In exactly 9 weeks and 5 days, I will celebrate my bat mitzah.  Granted, it’s 39 years and 5 months late. But the fact that it’s still happening at all is a testament to hard work and determination. Many of my friends hit this milestone at the age of 13. Alas, my parents didn’t seem to think it was important. I’ve always felt as though I missed out on something important. When the opportunity arrived, I jumped at the chance.

First, I took adult Hebrew classes. I still remember the first class. Our teacher, Sarese, wrote a squiggly symbol on the board and declared it was the letter bet.  I remember thinking that this was going to be harder than I thought. Somehow over time, it became easier and after two years, I was ready to begin my formal study with my cantor. Thank God for her patience. That time is almost at an end. I have crammed my poor old brain with so many different prayers and tunes that I worry that when the time comes to recite them I will open my mouth and nothing will come out.

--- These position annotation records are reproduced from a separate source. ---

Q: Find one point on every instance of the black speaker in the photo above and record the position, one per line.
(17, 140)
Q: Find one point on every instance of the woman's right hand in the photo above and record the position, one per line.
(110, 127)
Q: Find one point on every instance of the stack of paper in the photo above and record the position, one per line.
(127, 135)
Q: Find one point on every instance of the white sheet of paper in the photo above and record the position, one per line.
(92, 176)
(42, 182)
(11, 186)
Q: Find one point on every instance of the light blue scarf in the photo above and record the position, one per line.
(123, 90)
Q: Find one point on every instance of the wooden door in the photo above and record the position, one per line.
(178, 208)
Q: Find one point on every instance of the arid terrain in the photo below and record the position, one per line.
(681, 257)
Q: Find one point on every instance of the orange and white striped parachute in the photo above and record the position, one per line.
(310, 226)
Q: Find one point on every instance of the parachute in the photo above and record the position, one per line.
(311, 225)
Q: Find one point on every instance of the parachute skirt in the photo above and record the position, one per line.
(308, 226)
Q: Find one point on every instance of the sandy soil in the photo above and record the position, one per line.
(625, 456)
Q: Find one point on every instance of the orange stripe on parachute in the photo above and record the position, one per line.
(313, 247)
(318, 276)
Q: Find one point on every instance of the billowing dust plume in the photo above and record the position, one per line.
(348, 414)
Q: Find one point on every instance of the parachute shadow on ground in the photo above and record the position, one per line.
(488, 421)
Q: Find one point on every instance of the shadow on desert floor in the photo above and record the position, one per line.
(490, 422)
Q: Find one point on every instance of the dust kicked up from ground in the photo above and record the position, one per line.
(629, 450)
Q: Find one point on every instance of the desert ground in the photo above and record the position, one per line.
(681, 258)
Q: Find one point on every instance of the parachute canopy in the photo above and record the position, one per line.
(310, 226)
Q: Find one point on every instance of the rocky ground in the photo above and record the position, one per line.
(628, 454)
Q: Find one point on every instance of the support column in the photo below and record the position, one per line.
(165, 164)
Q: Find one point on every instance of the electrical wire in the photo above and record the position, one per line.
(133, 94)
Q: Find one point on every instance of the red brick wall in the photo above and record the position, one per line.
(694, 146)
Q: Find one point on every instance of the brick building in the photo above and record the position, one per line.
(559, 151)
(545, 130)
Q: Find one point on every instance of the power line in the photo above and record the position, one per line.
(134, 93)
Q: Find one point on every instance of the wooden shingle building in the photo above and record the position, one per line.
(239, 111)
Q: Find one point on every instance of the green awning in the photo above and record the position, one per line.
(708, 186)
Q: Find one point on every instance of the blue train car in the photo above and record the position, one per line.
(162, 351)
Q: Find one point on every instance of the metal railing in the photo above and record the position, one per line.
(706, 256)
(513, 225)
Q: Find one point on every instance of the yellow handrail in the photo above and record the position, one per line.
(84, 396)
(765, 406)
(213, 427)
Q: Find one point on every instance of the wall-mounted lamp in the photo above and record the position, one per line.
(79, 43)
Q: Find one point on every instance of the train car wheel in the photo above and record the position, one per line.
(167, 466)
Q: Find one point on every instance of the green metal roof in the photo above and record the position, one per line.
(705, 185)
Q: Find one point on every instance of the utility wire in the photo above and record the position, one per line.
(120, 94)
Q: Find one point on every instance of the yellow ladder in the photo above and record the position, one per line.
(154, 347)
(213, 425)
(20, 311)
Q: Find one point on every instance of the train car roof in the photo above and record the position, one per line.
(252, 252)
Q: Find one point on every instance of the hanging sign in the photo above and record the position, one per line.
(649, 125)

In addition to the liturgy, I also have to plan the small gathering taking place afterward. I’m so grateful for all my friends that have offered to help me with the preparations. Having never done anything like this before, I’m truly shooting in the dark.  I still have several prayers to learn. I don’t know how much more I can retain.  All I know is that on May 14, 2011 I will accomplish what I have desired for almost 40 years. How many people can say that? Wish me luck.